The cardinals have been holding preparatory meetings to ponder who among them could succeed Pope Benedict – who stepped down last week – as leader of the 1.2 billion member Church at one of the most crisis-ridden periods in its history.
With its memory stretching back centuries, the Vatican bristles at any attempt to influence the papal vote, something that was once the prerogative of European Catholic powers who could veto candidates not to their liking.
But this culture of secrecy proved fatal in the sexual abuse crises of the past decade as once-cowed victims came forward to denounce predator priests and lawsuits and official probes dug up Church documents proving bishops had covered up for them.
Control The Message
The leaks from the meetings, where the cardinals discuss problems facing the Church, recounted how prelates were pushing for more details on mismanagement in the Vatican bureaucracy, known as the Curia.
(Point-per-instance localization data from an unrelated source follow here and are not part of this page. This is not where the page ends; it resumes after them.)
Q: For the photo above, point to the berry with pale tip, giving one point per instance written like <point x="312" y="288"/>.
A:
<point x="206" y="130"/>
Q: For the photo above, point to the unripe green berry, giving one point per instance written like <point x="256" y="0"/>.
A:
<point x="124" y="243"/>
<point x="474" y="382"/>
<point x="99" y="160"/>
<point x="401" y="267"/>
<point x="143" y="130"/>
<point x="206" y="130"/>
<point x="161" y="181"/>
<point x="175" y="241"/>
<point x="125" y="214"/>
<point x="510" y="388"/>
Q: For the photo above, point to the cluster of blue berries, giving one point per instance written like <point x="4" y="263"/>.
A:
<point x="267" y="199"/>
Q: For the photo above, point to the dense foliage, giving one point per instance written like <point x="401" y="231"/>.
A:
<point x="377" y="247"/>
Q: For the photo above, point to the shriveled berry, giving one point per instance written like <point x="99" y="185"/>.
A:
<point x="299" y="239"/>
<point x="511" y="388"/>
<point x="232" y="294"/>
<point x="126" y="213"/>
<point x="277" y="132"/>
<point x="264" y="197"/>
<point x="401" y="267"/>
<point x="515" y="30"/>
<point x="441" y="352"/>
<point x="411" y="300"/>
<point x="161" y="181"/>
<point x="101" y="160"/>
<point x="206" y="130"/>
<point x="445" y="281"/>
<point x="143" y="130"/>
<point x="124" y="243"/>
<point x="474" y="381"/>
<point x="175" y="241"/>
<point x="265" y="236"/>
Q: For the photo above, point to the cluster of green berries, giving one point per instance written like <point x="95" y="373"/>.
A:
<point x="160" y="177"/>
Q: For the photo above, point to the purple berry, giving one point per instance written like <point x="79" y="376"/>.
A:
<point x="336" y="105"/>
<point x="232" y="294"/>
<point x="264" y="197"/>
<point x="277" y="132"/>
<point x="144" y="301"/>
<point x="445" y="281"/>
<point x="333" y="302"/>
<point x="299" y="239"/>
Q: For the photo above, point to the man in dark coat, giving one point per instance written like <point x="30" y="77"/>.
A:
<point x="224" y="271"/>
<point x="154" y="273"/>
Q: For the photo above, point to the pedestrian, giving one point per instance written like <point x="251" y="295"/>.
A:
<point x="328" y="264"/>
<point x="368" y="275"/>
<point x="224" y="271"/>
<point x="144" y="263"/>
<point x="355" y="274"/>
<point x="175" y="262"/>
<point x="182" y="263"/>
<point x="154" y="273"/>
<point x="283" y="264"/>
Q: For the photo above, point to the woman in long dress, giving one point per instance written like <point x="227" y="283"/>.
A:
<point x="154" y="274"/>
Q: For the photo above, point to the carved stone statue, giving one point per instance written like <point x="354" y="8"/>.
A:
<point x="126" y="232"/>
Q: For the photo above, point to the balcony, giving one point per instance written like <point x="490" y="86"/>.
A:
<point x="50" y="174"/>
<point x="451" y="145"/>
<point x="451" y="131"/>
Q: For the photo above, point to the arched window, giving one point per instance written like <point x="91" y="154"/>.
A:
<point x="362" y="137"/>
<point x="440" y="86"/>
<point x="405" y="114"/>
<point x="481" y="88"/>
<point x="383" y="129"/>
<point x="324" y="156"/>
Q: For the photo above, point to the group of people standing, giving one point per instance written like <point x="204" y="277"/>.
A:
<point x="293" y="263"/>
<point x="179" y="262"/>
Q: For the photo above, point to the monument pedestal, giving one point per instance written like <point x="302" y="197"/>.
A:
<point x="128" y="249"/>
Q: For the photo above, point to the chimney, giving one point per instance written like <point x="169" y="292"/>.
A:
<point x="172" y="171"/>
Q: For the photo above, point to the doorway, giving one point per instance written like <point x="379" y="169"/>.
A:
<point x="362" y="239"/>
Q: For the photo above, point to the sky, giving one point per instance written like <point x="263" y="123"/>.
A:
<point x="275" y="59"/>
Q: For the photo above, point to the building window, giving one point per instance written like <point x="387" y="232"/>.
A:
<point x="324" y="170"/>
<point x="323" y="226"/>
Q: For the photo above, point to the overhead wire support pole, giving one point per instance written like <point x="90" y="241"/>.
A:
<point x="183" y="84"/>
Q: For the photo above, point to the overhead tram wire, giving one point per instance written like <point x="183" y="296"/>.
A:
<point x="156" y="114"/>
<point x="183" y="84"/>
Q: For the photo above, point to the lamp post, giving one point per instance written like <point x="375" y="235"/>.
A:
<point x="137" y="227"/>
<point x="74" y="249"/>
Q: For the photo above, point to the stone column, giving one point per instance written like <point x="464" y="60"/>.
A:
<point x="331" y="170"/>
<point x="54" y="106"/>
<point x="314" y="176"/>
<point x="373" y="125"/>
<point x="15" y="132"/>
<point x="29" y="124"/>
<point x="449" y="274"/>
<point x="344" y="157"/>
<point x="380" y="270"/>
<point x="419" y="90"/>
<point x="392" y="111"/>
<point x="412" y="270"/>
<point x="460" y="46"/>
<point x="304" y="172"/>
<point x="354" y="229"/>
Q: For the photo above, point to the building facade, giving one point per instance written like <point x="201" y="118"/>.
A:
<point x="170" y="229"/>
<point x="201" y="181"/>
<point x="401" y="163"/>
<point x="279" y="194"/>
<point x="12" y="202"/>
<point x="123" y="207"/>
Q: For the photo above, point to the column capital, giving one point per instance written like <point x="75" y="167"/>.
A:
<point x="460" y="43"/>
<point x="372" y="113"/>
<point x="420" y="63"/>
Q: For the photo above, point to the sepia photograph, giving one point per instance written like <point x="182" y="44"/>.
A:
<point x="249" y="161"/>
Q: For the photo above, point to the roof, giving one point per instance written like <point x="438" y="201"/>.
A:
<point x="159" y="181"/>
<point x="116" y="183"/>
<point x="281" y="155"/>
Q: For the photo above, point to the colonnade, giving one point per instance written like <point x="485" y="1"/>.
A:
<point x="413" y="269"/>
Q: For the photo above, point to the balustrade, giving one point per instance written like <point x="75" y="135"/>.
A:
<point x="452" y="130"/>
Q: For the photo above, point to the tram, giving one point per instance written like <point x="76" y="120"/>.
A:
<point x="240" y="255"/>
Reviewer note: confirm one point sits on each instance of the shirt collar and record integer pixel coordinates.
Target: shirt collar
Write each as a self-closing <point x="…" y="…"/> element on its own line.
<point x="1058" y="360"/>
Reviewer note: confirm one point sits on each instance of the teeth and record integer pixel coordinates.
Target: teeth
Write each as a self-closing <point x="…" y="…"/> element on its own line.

Newspapers named several speakers and detailed their remarks, worrying leading Curia cardinals and prompting them to urge the others to stop speaking to the media.
The U.S. cardinals, while informative in their briefings about the general atmosphere in the meetings, did not give away the kind of detailed information being leaked to Italian media.
“The cardinals in the Vatican Curia want to control the message. They’re leaking to the Italian press,” said Rev. Thomas Reese, a US Jesuit scholar and author of “Inside the Vatican.”
The US briefings made clear the American cardinals wanted the new pope to end the infighting in the Roman bureaucracy.
“That’s not the kind of message the folks in the Vatican Curia want out there,” Reese said.
US theologian George Weigel said the tensions over the media were not between the U.S. cardinals and the Curia, but rather a case of “the old Church versus the new Church.”